From a book dedicated to all things purple to romantic images of Dior’s toiles, from 20 years of Erdem’s beautiful fashion collections to never before seen photographs from the legendary photographer Patrick Demarchelier, these books are sure to excite many fashion followers.
Patrick Demarchelier: Fashion Photographs Seen And Unseen
Even if you don’t follow fashion, you’d have to be living under a rock not to have heard of Patrick Demarchelier. He became a household name in a key scene in The Devil Wears Prada where Anne Hathaway’s character struggled to pronounce the photographer’s Gallic nom de famille. Demarchelier passed away in 2022 but his legacy lives on in the enduring images he captured of supermodels, celebrities and rockstars. He was one of the leading fashion photographers of his generation working with models like Christy Turlington, Linda Evangelista and Naomi Campbell for magazines like Vogue, Harper’s Bazaar and W.
This new book Patrick Demarchelier: Fashion Photographs Seen and Unseen, a companion to an exhibition of Camera Work Berlin, is a glossy compendium of Demarchelier’s most iconic images, as well as never before seen photographs. In our current age when magazines have slashed the budgets of fashion editorials and where the fantasy and glamour has dimmed, this book takes us back to the golden age of fashion photography. The supermodels are all represented in photographs conjured by great editors and stylists like Grace Coddington, Tonne Goodman and Sarajane Hoare. And Fabien Baron, the legendary art director who reshaped Harper’s Bazaar into the magazine of modern elegance in the 1990s designed the book. Patrick Demarchelier: Fashion Photographs Seen and Unseen is the book for the fashion-obsessed.
Erdem
To mark the 20th anniversary of the founding of his eponymous fashion label, Erdem Moralioglu has released a doorstopper of a coffee table book that traces his fashion journey. Chapter by chapter, he takes readers from his early beginnings to his current perch at the pinnacle of fashion told through interviews, conversations, stories and essays from a roster of writers, editors and other boldface names including Glenn Close, fashion design legend Christian Lacroix, editor and novelist Hanya Yanagihara and fashion critic Tim Blanks. He lets us inside his world and shares what inspires him, which include icons like Maria Callas and the Duchess of Devonshire Deborah Cavendish, the ballet, and gardens and flowers.

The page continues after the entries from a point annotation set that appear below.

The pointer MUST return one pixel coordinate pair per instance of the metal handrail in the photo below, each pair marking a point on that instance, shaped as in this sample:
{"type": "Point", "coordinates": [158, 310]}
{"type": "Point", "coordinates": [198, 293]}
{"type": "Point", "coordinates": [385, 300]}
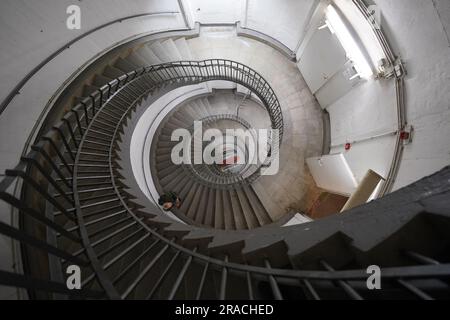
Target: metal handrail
{"type": "Point", "coordinates": [64, 137]}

“Fashion, to me, has always been a way to tell stories,” Erdem writes in his introduction. “This is a story built from fabrics, feelings, real lives and imagined ones. It is a personal map of the past twenty years.” His collections, which are romantically elegant, have earned him critical and commercial success. In her foreword to the book, Anna Wintour described Erdem, “here was a designer whose work looked instead only for beauty and joy and optimism, whatever the odds. Flipping through Erdem, you will be tracing that line of beauty from page to page, collection by collection.
Dior by Yuriko Takagi
Every so often, the House of Dior releases a book in collaboration with different artists, be they fashion illustrators or photographers. Dior opens up its collections and archives to these artists so they can interpret the house’s codes through their own medium and style. In the past were books by the artist Mats Gustafson and photographers Patrick Demarchelier and Brigitte Niedermair. This season marks the release of a new title. This time in partnership with Japanese photographer Yuriko Takagi.
Takagi has worked closely with Dior in the past. In 2023, Dior presented her exhibit entitled Parallel Lives which drew a common thread and created a dialogue between the traditional garbs of Iran’s nomadic people and haute couture pieces from the French fashion house.
In Dior by Yuriko Takagi, the photographer set her lenses on the toiles: the early stages of haute couture garments, the first iteration of a designer’s sketch made to life by skilled mains at Dior. In her signature romantic and fluid style, often blurred or in motion, Takagi presents a unique perspective on what makes a Dior dress truly a work of art.
Carlos Mota: Purple Fever
Though not technically an fashion book, Carlos Mota: Purple Fever has enough style between its pages to merit an inclusion in this roundup. This is a follow up to Mota’s bestselling G: Forever Green. Mota assembles a vivid assortment of purple hued images from the worlds of fashion, jewelry, interiors, travel and everything in between, from lilac to violet, from lavender to aubergine. Purple reigns supreme.